Tendências identificadas para o jornalismo (Flores, 2019) já apontam há algum tempo esse estresse informacional do público, especialmente pelo ruído fomentado pelas plataformas sociais.

(Cappra, 2019)

Já no final da década de 1990, David Lewis cunhou o termo infoxication em Information Overload — Practical Strategies for Surviving in Today’s Workplace (1999) que delimita a ideia de "intoxicação" por consumo excessivo de informação. Essa visada sobre o termo vem sendo recuperada em pesquisas que procuram entender o volume de conteúdo que temos disponível e onipresente (Cappra, 2019).

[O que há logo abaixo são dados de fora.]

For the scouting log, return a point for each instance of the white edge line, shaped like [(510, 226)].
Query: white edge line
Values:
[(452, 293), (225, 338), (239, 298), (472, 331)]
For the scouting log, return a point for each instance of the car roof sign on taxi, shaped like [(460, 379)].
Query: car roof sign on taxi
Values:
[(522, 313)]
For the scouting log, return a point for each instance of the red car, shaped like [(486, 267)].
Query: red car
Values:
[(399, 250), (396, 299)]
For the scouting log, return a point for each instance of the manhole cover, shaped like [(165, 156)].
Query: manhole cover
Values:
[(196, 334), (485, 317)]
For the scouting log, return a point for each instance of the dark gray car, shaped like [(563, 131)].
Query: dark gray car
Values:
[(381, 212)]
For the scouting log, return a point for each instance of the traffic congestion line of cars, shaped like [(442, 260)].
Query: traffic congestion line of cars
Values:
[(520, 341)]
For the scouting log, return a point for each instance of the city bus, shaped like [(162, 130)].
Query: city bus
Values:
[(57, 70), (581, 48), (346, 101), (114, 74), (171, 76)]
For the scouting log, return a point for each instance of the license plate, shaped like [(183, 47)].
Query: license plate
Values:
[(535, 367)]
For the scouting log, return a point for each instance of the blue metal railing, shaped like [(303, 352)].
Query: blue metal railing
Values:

Em 2017, o dossiê da Reuters Institute for the Study of Journalism (RISJ) identificou pela primeira vez na pesquisa realizada com mais de 70 mil participantes, em 36 países, um padrão de comportamento ativo nomeado de News Avoidance (algo como evitar notícias ou esquivar-se do noticiário).

(RISJ, 2017)

É imprescindível considerar o processo de plataformização (Van Dijck, Poell & De Waal, 2018) e as relações cada vez mais imbricadas do jornalismo com as plataformas sociais. Google, Amazon, Facebook, Apple e Microsoft (GAFAM), entre muitos outros, não exercem apenas um canal de distribuição, como se acreditava na primeira fase do jornalismo associado a mídias sociais. Já é muito claro que as plataformas determinam o que o público vê, quem é remunerado pela audiência, qual formato e gênero de jornalismo que emplacam (Bell & Owen, 2017). Nesses ambientes digitais, o armamento da informação (weaponization of information), fiel aliado da desinformação, vem dando fins perversos ao conteúdo informativo, muitas vezes ao se apropriar de linguagens e estruturas do jornalismo para divulgar dados unilaterais, falsos ou fora de contexto.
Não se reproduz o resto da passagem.